Tupac Guantay: viajar para descubrir los sabores del territorio


Chef, comunicador y viajero incansable, Tupac Guantay recorre la Argentina para descubrir las historias y los sabores que dan identidad a cada territorio. En esta entrevista comparte sus raíces cafayateñas y su mirada sobre la riqueza gastronómica del país.


Tupac Guantay es chef, comunicador y un apasionado narrador de las historias que se esconden detrás de cada plato.

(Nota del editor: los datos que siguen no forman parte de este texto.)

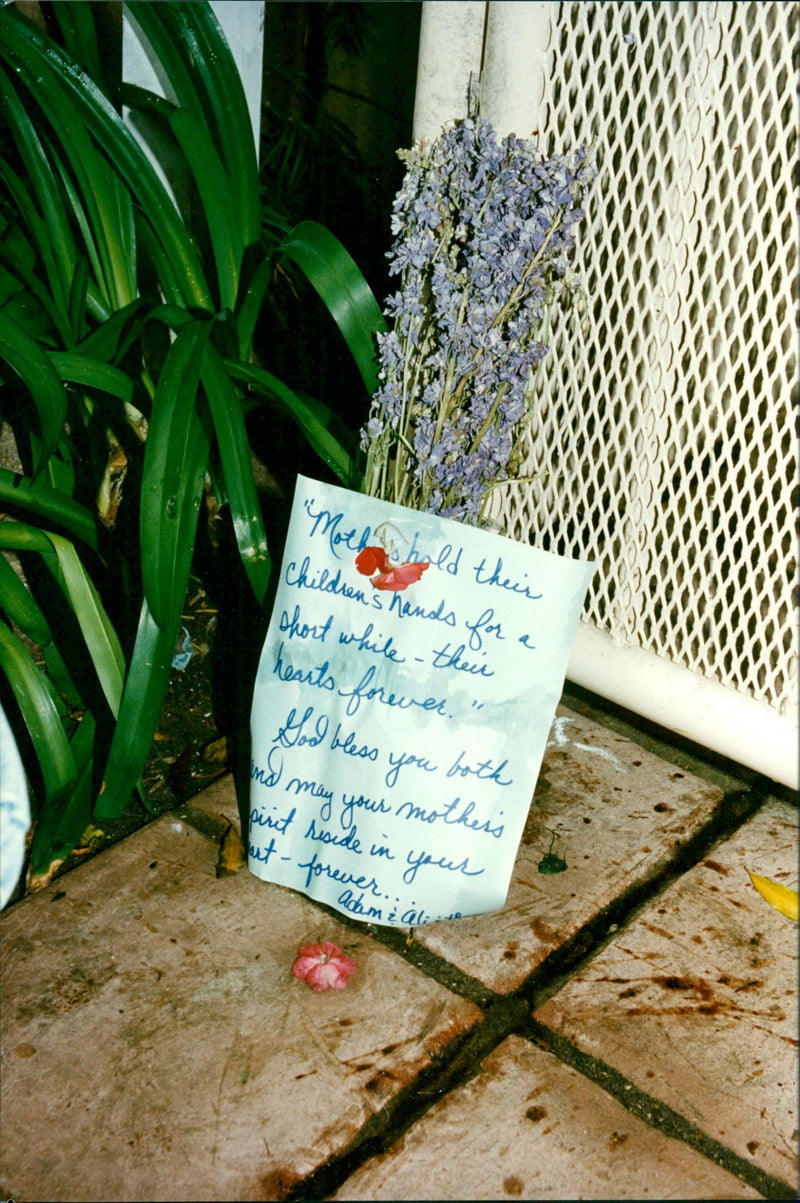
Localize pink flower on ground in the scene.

Nacido en Cafayate, en el corazón de los Valles Calchaquíes salteños, lleva en su identidad la riqueza cultural, gastronómica y vitivinícola del norte argentino, una región donde la comida es también memoria, territorio y tradición.

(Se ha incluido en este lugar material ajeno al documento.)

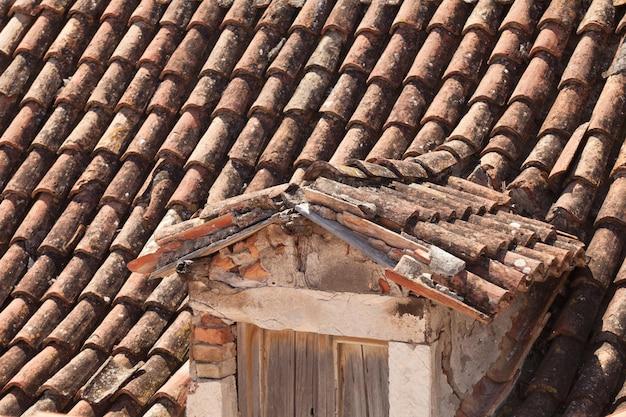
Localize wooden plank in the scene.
[295,203,395,268]
[338,343,367,417]
[385,269,490,323]
[154,213,235,246]
[237,323,263,417]
[295,332,318,417]
[189,287,428,343]
[337,212,430,263]
[302,187,371,217]
[361,345,389,417]
[262,330,296,417]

Muchos lo conocimos a través de sus trabajos en televisión y especialmente por sus recorridos para El Gourmet, donde tuvo la oportunidad de viajar por gran parte de la Argentina descubriendo cocinas regionales, productores, cocineros, artesanos y sabores que reflejan la diversidad de nuestro país. En cada destino supo ir más allá de las recetas para contar las historias de las personas que mantienen vivas las tradiciones y construyen la identidad gastronómica argentina.

Su mirada integra tres mundos que pocas veces aparecen unidos con tanta naturalidad: la gastronomía, el vino y el turismo. Por eso, conversar con Tupac es también emprender un viaje por los paisajes, los productos y las culturas que dan forma a la mesa argentina.

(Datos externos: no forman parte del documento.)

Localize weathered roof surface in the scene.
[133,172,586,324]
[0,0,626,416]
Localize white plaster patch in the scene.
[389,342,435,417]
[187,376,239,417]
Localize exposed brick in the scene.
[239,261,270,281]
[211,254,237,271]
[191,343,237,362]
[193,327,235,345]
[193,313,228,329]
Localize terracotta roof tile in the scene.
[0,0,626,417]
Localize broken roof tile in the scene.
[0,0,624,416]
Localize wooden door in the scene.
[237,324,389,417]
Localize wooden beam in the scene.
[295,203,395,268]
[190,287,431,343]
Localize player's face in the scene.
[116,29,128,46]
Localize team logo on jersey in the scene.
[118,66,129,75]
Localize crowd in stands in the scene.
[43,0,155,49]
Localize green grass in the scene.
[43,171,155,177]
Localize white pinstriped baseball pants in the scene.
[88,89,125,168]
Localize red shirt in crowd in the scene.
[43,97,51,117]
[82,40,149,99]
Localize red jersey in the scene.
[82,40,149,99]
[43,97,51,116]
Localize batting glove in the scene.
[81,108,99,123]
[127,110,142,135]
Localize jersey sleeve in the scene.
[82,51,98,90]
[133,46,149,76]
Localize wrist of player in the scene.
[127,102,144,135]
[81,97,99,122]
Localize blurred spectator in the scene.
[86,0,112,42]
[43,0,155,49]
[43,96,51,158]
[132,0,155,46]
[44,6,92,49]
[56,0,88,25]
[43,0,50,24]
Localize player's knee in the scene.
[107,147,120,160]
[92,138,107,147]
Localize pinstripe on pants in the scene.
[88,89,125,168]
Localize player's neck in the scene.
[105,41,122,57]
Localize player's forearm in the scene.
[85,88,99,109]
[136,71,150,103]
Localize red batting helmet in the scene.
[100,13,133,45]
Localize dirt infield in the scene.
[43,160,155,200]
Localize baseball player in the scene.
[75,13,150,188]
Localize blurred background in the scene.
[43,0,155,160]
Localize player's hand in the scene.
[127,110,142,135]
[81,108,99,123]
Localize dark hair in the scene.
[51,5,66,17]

En esta entrevista nos comparte recuerdos de su Cafayate natal, reflexiones sobre los sabores que merecen mayor reconocimiento y algunas de las experiencias que más lo marcaron durante sus recorridos por el país.

«El territorio no es solo el fondo de la escena, sino el ingrediente principal.»

Cafayate es reconocido por sus vinos, pero ¿qué otros productos, ingredientes o tradiciones gastronómicas creés que merecen una mayor visibilidad?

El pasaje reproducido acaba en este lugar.